Income Tax Scrutiny on Content Creators and Consultants: The 44AD vs 44ADA Dilemma, OR Business or Profession? The Grey Area in Section 44AD vs 44ADA
A closer look at the TDS mismatch, presumptive taxation provisions, and compliance challenges faced by freelancers, consultants, and digital creators under Indian tax laws.
The Income Tax Department has begun questioning many social media content creators, scriptwriters, consultants, and ad professionals about the section of law under which they file their returns.
- Issue: Many have been filing returns under Section 44AD (presumptive taxation for small businesses), but tax officers argue they should be filing under Section 44ADA, which applies only to specific professions listed in law (like legal, medical, engineering, architecture, etc.).
- Problem: Most content creators and consultants do not fall within the specified list of professions under Section 44ADA. Hence, they find themselves stuck between two provisions.
- TDS Mismatch: Clients deduct tax under Section 194J (professional fees @10%), instead of 194C (contract work @2%). This mismatch is triggering scrutiny.
- Legal View: The Supreme Court has held that “business” is a broad term, and unless a profession is specifically listed in Section 44AA, presumptive taxation under Section 44AD should remain available.
- Advice: Taxpayers must carefully document the nature of their activities (business vs profession). Merely because TDS was deducted under 194J does not automatically mean the work is a “profession.”
Conclusion
The tax scrutiny on content creators and consultants arises mainly due to a mismatch between the section used for filing (44AD/44ADA) and TDS deduction under 194J. While the department often insists on 44ADA, the law restricts it only to listed professions. Therefore, unless their work specifically falls under the notified professional categories, taxpayers can still use Section 44AD. Proper classification, accurate documentation of activities, and correct application of TDS provisions are essential to avoid disputes and reclassification by the tax authorities.
Brief on Sections 44AD, 44ADA, and 194J under Income Tax Act
Section 44AD – Presumptive Taxation for Small Businesses
Section 44AD of the Income Tax Act provides a simplified presumptive taxation scheme for small businesses. Eligible resident individuals, Hindu Undivided Families (HUFs), and partnership firms (other than LLPs) engaged in business can declare income at 6% of turnover/receipts (for digital transactions) or 8% (for cash transactions), provided the total turnover does not exceed ₹2 crore in a financial year. They are not required to maintain detailed books of accounts or get them audited, reducing compliance burden.
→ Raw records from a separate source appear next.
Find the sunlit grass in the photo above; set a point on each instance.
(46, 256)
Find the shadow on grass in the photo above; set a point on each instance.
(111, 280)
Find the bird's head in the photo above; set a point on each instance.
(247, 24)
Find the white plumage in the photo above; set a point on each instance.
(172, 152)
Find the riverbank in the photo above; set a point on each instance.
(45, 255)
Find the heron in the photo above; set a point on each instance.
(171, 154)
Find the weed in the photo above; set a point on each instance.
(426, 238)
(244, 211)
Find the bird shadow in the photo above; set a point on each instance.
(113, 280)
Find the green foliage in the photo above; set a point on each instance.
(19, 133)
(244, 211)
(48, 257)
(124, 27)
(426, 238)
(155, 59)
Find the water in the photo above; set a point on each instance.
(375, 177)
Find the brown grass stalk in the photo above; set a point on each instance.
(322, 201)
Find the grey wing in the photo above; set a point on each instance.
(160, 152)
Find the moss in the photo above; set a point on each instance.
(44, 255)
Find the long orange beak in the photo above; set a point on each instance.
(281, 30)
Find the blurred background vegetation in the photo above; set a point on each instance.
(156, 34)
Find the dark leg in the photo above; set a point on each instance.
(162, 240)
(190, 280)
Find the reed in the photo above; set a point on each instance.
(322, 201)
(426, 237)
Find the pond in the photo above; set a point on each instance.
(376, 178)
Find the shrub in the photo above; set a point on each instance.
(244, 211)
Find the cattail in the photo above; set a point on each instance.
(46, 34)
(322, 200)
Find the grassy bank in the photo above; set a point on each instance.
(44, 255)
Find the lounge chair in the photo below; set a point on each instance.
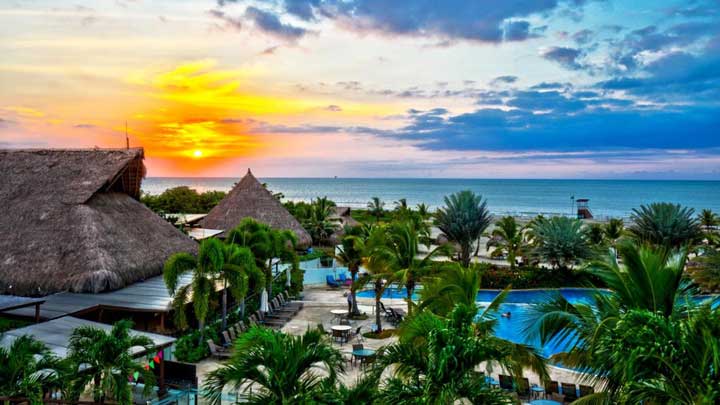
(269, 322)
(276, 308)
(552, 387)
(216, 351)
(506, 382)
(569, 391)
(523, 387)
(344, 280)
(331, 281)
(388, 315)
(287, 302)
(586, 390)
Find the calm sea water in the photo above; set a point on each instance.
(608, 198)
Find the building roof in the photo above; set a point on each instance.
(249, 199)
(10, 302)
(73, 223)
(56, 335)
(150, 295)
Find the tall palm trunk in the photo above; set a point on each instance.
(353, 273)
(378, 297)
(224, 323)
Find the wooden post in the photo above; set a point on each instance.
(161, 385)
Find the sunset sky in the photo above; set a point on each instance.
(371, 88)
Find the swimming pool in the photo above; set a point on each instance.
(518, 304)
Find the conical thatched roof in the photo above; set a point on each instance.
(72, 221)
(250, 199)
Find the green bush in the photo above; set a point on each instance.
(496, 277)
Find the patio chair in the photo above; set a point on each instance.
(552, 387)
(280, 310)
(344, 280)
(358, 335)
(523, 387)
(387, 313)
(506, 382)
(269, 322)
(285, 301)
(227, 340)
(331, 281)
(586, 390)
(216, 351)
(357, 347)
(569, 391)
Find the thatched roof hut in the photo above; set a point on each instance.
(249, 199)
(72, 222)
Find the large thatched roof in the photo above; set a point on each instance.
(72, 221)
(250, 199)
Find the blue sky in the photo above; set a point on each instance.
(536, 88)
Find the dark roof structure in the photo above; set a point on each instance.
(249, 199)
(72, 222)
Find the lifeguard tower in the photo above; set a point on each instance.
(583, 209)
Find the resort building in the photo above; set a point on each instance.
(250, 199)
(75, 228)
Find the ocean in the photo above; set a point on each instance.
(608, 198)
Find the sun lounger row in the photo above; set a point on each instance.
(564, 391)
(282, 309)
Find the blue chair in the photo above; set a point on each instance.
(331, 281)
(344, 280)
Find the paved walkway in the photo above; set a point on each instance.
(318, 304)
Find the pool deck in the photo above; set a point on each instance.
(319, 301)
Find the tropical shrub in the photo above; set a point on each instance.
(507, 239)
(27, 368)
(463, 220)
(282, 369)
(665, 225)
(644, 338)
(109, 360)
(560, 241)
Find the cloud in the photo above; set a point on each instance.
(270, 24)
(566, 57)
(230, 22)
(504, 80)
(450, 20)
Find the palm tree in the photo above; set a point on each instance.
(350, 254)
(318, 222)
(230, 265)
(650, 280)
(707, 219)
(614, 230)
(109, 361)
(560, 241)
(265, 243)
(376, 208)
(424, 211)
(27, 369)
(507, 239)
(435, 359)
(398, 249)
(666, 225)
(279, 368)
(463, 220)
Section 44ADA – Presumptive Taxation for Professionals
Section 44ADA extends the benefit of presumptive taxation to certain professionals such as doctors, lawyers, architects, engineers, accountants, interior decorators, and others notified under Section 44AA. Professionals with gross receipts up to ₹50 lakh in a financial year can declare 50% of their receipts as income, and are not required to maintain detailed accounts or undergo audit. This helps professionals simplify tax compliance while paying a fair share of tax.
Section 194J – TDS on Fees for Professional or Technical Services
Section 194J mandates deduction of tax at source (TDS) on payments made towards fees for professional services, technical services, royalty, or non-compete fees. Any person (other than individuals/HUFs not covered under tax audit) making such payments is required to deduct TDS at 10% (2% in case of technical services) if the amount paid exceeds ₹30,000 in a financial year per payee. This ensures advance collection of tax from income sources that are not subject to salary withholding.